Iztapalapa Children Museum

“Let’s make City” an integrating museum that opens towards the city and recovers the value of public space as a meeting place at street level.

The museum is visualized as an urban prototype that will serve as an example of activation, which erases the boundaries between interior and exterior spaces, and fosters not only visual connections, but physical ones between the museum and community.

Project info Architects

Situation: Mexico City, Iztapalapa, Mexico
Client: Papalote Foundation
Program: Museum, IMAX, commercial, gastronomy, offices.
Competition: 2015_1st prize winner.
Completion: Under construction.
Built area: 19.000 m2
Budget: 25.000.000 euros

Authorship: Mara Partida, Héctor Mendoza and Boris Bezan (before MX_SI), in partnership with SPRB architects – Carlos Rodríguez Bernal y Laura Sánchez Penichet.
Collaborators: Oscar Espinosa, Olga Bombac, Ricardo Valdivia.

Iztapalapa Children Museum
Let’s
make
City

A building that contributes to regenerate a neighbourhood that is currently disintegrated, but with great potential. Its dynamic and permeable floor plan diffuses the limits between the public space and museum, making the square extend towards the interior of the complex. The building is posed as a system of bays with a robust geometry, whose tectonic module generatesits image, urban identity and space system. The module is composed of diagonal walls and a “V” shaped roof, that when shifted vertically and horizontally, emphasise the permeability of a concrete structure that manages to introduce natural light to the whole building, while covering large spans to leave the exhibition space as free and flexible as possible.

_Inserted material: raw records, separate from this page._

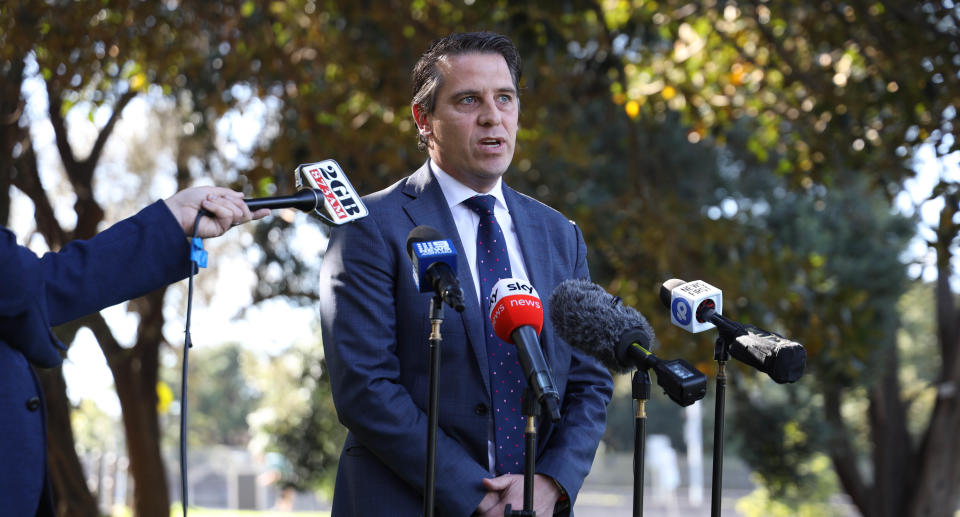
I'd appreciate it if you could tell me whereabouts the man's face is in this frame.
[414,53,520,192]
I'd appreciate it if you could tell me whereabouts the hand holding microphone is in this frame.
[490,278,560,422]
[660,278,807,384]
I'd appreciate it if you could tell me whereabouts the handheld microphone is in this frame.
[243,188,323,212]
[660,278,807,384]
[550,280,707,406]
[243,160,368,226]
[490,278,560,422]
[407,225,464,312]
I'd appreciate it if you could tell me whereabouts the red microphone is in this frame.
[490,278,560,422]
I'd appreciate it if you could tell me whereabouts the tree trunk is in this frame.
[99,288,170,517]
[35,366,100,517]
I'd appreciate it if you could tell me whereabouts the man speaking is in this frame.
[319,33,612,517]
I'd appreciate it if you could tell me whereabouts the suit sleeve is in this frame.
[0,201,189,367]
[40,201,190,325]
[320,213,490,516]
[537,220,613,506]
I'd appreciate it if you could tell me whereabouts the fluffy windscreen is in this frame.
[550,280,654,373]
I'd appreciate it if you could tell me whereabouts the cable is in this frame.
[180,209,208,517]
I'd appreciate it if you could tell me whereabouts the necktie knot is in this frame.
[463,194,497,217]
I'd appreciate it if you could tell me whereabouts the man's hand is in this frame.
[475,474,560,517]
[164,187,270,238]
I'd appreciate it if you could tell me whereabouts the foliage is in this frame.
[249,342,346,494]
[736,454,847,517]
[163,343,263,447]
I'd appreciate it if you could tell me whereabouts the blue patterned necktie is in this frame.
[463,195,525,475]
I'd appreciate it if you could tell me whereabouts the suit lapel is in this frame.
[503,185,559,370]
[403,164,492,396]
[503,185,552,312]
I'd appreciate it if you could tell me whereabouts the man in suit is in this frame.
[319,33,612,517]
[0,187,269,516]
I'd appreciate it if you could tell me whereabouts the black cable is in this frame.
[180,209,208,517]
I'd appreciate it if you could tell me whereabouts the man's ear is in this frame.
[411,104,432,138]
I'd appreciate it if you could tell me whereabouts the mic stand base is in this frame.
[423,294,443,517]
[710,327,734,517]
[503,387,540,517]
[632,370,650,517]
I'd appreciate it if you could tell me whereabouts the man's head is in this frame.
[412,32,520,191]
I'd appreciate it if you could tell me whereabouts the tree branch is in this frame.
[45,81,77,174]
[12,139,67,250]
[824,390,875,516]
[83,90,137,170]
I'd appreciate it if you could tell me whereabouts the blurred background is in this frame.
[0,0,960,517]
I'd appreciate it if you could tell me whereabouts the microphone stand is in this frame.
[710,325,735,517]
[503,386,540,517]
[632,370,650,517]
[423,293,443,517]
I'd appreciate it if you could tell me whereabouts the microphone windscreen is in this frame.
[550,279,654,373]
[730,325,807,384]
[407,224,446,257]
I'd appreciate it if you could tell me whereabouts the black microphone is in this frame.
[550,280,707,406]
[407,225,464,312]
[243,188,323,212]
[243,160,369,226]
[660,278,807,384]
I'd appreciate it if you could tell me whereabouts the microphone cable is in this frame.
[180,208,211,517]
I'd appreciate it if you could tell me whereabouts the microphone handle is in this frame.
[243,188,323,212]
[510,325,560,422]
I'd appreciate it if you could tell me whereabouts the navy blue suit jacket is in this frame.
[319,165,612,517]
[0,201,189,516]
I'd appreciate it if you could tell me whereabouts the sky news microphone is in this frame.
[407,225,464,312]
[490,278,560,422]
[550,280,707,406]
[243,156,368,226]
[660,278,807,384]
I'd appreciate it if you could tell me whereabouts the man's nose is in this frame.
[477,96,500,126]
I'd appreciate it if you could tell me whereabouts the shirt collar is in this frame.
[428,160,509,211]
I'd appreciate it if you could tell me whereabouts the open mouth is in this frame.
[480,138,503,149]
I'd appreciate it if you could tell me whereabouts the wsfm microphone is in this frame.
[550,280,707,406]
[490,278,560,422]
[407,225,464,312]
[243,160,368,226]
[660,278,807,384]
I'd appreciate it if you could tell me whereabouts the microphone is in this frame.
[407,225,464,312]
[550,279,707,406]
[660,278,807,384]
[243,160,368,226]
[490,278,560,422]
[243,188,323,212]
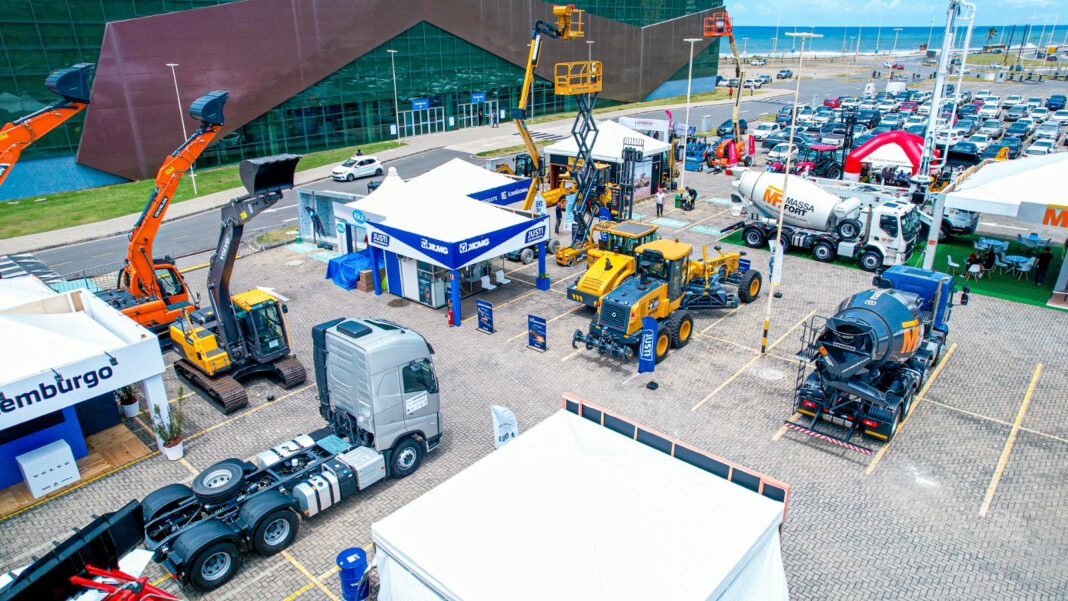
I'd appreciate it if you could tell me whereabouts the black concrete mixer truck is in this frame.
[786,266,969,455]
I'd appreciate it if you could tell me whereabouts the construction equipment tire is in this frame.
[192,460,245,505]
[738,269,764,303]
[668,311,693,348]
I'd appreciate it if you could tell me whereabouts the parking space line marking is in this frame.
[281,549,341,601]
[690,353,760,411]
[178,457,200,476]
[979,363,1042,518]
[864,343,957,476]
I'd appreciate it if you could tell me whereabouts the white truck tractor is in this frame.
[731,171,920,271]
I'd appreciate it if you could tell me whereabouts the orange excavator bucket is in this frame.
[705,10,734,37]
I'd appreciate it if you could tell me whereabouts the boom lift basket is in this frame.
[553,61,603,96]
[189,90,230,125]
[705,11,734,37]
[238,154,300,196]
[45,63,93,102]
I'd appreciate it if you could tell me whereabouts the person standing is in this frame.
[1035,247,1053,286]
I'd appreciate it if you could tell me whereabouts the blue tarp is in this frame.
[327,248,371,290]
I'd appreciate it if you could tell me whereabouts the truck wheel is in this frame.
[656,328,671,364]
[193,459,245,505]
[742,227,767,249]
[390,439,423,478]
[834,219,863,242]
[668,311,693,348]
[738,269,764,303]
[189,540,241,591]
[252,508,300,555]
[861,250,882,272]
[812,240,837,263]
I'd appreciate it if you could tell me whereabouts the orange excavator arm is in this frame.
[0,63,93,185]
[119,91,230,298]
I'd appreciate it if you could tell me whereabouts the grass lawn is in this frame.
[720,230,1063,306]
[0,141,401,238]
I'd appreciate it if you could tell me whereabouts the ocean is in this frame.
[720,20,1068,57]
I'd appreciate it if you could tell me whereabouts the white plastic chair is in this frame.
[945,254,960,275]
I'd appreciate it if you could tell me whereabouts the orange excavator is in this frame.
[97,91,230,337]
[0,63,93,185]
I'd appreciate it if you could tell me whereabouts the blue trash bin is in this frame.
[337,547,371,601]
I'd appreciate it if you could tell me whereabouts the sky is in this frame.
[725,0,1068,27]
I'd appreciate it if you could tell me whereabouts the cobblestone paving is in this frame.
[0,173,1068,600]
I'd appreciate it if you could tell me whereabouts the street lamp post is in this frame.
[386,48,401,142]
[760,32,823,354]
[678,37,704,196]
[167,63,198,196]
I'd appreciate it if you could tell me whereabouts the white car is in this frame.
[968,133,993,153]
[752,123,783,141]
[1030,107,1050,123]
[1023,140,1053,157]
[330,155,384,181]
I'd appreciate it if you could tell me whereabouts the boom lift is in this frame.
[171,155,305,413]
[705,9,752,167]
[0,63,94,186]
[99,90,230,334]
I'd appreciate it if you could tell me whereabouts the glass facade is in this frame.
[0,0,722,176]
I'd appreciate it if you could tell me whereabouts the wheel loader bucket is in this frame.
[189,90,230,125]
[238,154,301,196]
[45,63,95,102]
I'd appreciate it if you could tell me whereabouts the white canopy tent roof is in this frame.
[945,153,1068,222]
[372,411,788,601]
[545,121,671,162]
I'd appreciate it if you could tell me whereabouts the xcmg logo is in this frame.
[419,238,449,254]
[460,238,489,253]
[523,225,546,244]
[0,365,114,413]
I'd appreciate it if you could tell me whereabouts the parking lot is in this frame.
[0,162,1068,600]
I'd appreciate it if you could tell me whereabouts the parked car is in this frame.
[716,118,749,138]
[753,122,783,141]
[330,155,383,181]
[1023,140,1053,157]
[979,118,1005,140]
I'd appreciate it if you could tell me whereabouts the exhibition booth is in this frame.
[543,121,671,199]
[333,166,549,325]
[0,276,169,513]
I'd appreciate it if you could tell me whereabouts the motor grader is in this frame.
[571,239,763,363]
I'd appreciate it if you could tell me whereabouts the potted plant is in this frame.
[153,386,186,461]
[115,385,141,417]
[535,272,550,290]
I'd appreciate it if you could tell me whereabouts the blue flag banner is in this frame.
[527,315,548,350]
[474,299,493,334]
[638,315,657,374]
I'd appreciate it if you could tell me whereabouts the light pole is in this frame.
[167,63,198,196]
[760,32,823,354]
[678,37,704,196]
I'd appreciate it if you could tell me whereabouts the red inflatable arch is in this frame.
[843,131,924,181]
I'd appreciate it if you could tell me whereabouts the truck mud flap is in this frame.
[783,420,873,457]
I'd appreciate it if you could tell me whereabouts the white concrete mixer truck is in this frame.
[731,171,920,271]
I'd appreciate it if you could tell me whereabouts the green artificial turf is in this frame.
[720,230,1064,306]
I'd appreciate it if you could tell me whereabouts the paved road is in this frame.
[35,148,470,274]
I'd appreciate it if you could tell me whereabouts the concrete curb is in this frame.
[0,89,792,255]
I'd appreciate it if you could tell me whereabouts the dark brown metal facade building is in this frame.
[78,0,710,179]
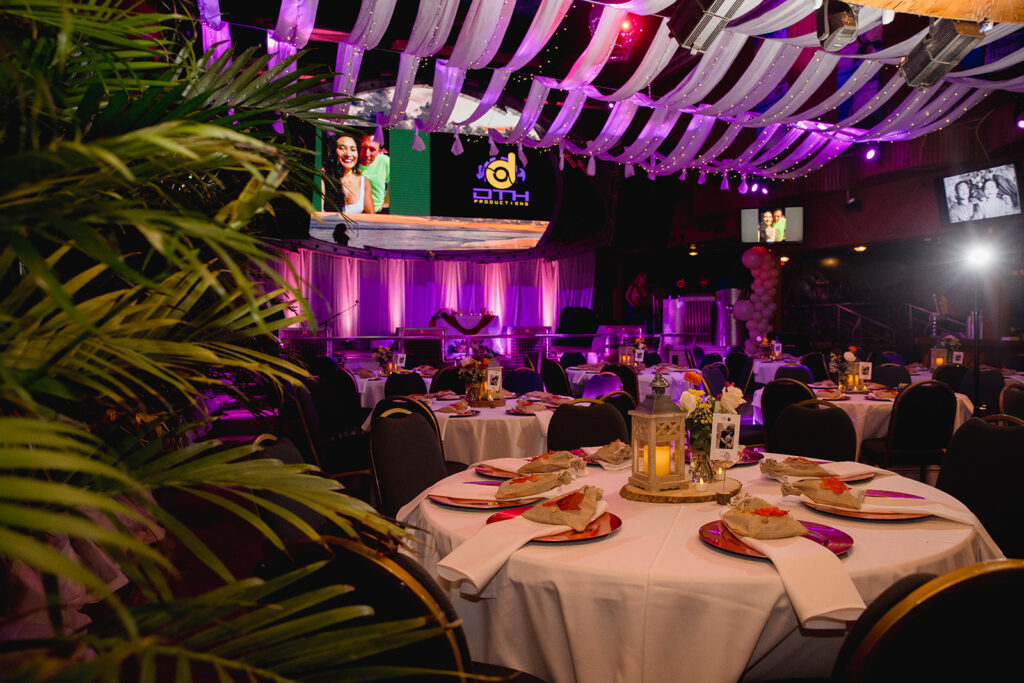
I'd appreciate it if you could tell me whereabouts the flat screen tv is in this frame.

This module is a forest of walls-columns that appropriates the heart of the building to create an entrance hall which maintains the character of the public space as an urban porch, where there are no limits or barriers. The walls float in the open lobby space like accents which in harmony complement and direct spaces with one another, in an almost mathematical order of different planes, forming a sort of playful labyrinth; a compendium or limited catalogue of structures that are ordered and relate within the space in which they gravitate.